E' lui che ha preso informazioni sul Feudo Ricci-Orsini>>
Silvia rimase di sasso:
<<Ma guarda che scherzo del destino! Mi ritrovo come collega e compagno di viaggio il figlio di un nemico di mio padre... Neanche in un romanzo d'appendice da quattro soldi si potrebbe trovare una trama così stereotipata>>
Francesco esitò qualche istante, poi disse:
<<Ad essere sinceri, mi pare che la storia dei Ricci-Orsini assomigli più che altro ad un romanzo giallo, un thriller, forse persino un noir con venature horror.
Mio padre mi ha raccontato delle storie veramente strane su certi episodi del vostro passato, si parla di delitti irrisolti, di alcune morti sospette...>>
Silvia si rabbuiò:
<<Tutte sciocchezze! Sono solo dicerie senza fondamento. Vaneggiamenti! E spero bene che tu non dia alcun credito a queste chiacchiere. Noi siamo gente per bene. Non dimenticarlo!>>
Detto questo, Silvia tirò dritto per il corridoio del treno, alla ricerca dello scompartimento di Piero e dei suoi eletti, facendo ticchettare i suoi tacchi alti, mentre Francesco la fissava con interesse accresciuto, perché gli piacevano le donne battagliere, specie quelle che sapevano combattere, per così dire, "in punta di tacco"...

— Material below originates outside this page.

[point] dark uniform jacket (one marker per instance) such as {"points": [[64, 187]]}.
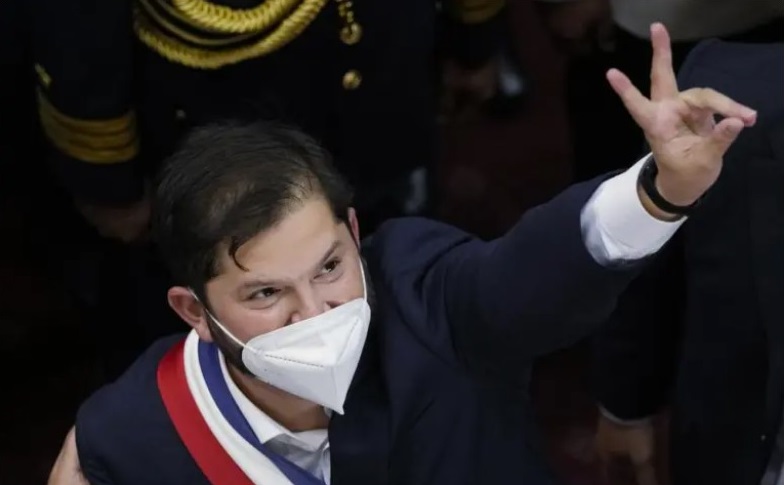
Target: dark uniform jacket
{"points": [[121, 81], [440, 396], [703, 330]]}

In ogni caso, il ghiaccio era stato rotto.
La gita a Parigi permise a Francesco Monterovere di stringere amicizia con tutti i componenti del "club di Piero", compreso lo stesso Piero, il quale ebbe modo di apprezzare due qualità del nuovo "adepto" ossia l'indubbia intelligenza e la capacità di ascoltare senza mai pretendere di diventare il protagonista, ruolo che era "de iure" destinato al prof. Giovannelli.
Anche Silvia ebbe modo di rendersi conto che in fondo il Monterovere era un uomo interessante, che la faceva sentire a suo agio e la cui compagnia aveva il raro dono di rallegrarla, tanto che, in quella gita a Parigi, ella sentì alleviarsi, dopo tanto, tanto tempo, il peso della propria coscienza.